貴い人や主君、夫がなくなると、妻や臣下が死んで殉ずる殉死は、古来のエジプト、メソポタニア、中国でも行われていたようです。
ただ、日本では、考古学的には、殉死の例は不明で、渡来人の習俗の影響ではないかと考えられています。
『日本書紀』によると、次の垂仁天皇の御代に、倭日子命(やまとひこのみこと)が亡くなられたときに、側近の寵臣(ちょうしん)たちを、ことごとく生きたまま陵の境界に埋め立てた。
垂仁天皇は、弟である王の寵臣たちが、泣き呻く声を聞かれて、御心悲しみに悼まれて、次の詔を出されます。
殉死の禁令
「およそ、生きているときに、寵愛されたからといっても亡者に殉死させるのは、きわめて傷ましいことである。

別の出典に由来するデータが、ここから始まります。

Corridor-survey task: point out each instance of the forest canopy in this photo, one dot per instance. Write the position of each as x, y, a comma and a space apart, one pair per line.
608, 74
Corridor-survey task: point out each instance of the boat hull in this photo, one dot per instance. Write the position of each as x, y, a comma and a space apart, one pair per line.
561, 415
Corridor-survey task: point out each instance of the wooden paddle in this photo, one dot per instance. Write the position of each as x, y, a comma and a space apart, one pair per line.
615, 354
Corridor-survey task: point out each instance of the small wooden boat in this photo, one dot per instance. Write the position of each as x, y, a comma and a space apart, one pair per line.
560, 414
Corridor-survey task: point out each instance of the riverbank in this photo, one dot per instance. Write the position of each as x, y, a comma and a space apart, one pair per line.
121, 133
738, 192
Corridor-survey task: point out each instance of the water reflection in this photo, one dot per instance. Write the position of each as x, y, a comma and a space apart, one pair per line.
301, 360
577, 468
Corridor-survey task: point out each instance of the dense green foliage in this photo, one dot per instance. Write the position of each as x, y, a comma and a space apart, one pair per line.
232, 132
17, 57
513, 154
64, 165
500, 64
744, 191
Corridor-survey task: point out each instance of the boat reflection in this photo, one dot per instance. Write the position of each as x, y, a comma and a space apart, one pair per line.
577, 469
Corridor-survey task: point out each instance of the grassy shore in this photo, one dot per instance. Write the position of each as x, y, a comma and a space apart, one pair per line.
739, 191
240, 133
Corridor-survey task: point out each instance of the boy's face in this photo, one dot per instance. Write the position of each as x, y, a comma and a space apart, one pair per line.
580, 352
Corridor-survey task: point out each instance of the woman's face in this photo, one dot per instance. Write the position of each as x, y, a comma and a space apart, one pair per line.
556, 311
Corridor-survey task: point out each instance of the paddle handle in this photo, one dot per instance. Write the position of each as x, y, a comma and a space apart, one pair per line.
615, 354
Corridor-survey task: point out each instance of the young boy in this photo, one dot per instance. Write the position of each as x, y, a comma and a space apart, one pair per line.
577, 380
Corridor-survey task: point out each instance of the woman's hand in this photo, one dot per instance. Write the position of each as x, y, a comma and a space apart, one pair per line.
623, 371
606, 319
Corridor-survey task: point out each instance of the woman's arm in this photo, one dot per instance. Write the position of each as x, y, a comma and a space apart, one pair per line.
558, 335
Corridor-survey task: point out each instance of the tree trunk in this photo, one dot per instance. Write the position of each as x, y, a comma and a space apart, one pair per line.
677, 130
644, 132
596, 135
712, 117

それが古来の風習であろうとも、良くないことならば、どうして従う必要があろうか。今後は、議(はかっ)て、殉死をやめさせよ」
これまでの、神話の流れとは、ちょっと綴っていて、なんだか唐突な感じがしました。(ペコリ)
彦姫制 卑弥呼に関係するの?!
さて、崇神天皇の他の妃の御子は、
豊木入日子命(とよいりひこのみこと)
豊鉏入日賣命(とよすきいりひめのみこと)
大入杵命(おほいりきのみこと)
八坂の入日子命(やさかのいちひこのみこと)
沼名木(ぬなき)の入日賣命(いりひめのみこと)、
十市(とをち)の入日賣命(いりひめのみこと)
今回ご紹介した六柱で、以上、十二柱の御子が生まれます。
なんだか目につくのが「日入子(いりびこ)と。日入日賣(いりびめ)」です。
なんだろう?
『日本書紀』によると、こう書いてありました。
いりびこ・いりひめ
この時代に集中的に現れる血縁上の特定の呼称だそうです。
いりは、神殿に入り政治を行うことを意味する。
そして「入彦と姫」は、対になる名前だとか。
この崇神天皇の御代以降、「彦姫」一体の名前で、政治を執る時代が続いていきます。
これを「彦姫制(ひこひめせい)」というそうです。
これこそ、『魏志倭人伝(ぎしわじんでん)』における、
卑弥呼などの巫女(ふじょ)的女王の言を受けて、政治を執り行う男弟王との、二人による体制ととっても似ているようです。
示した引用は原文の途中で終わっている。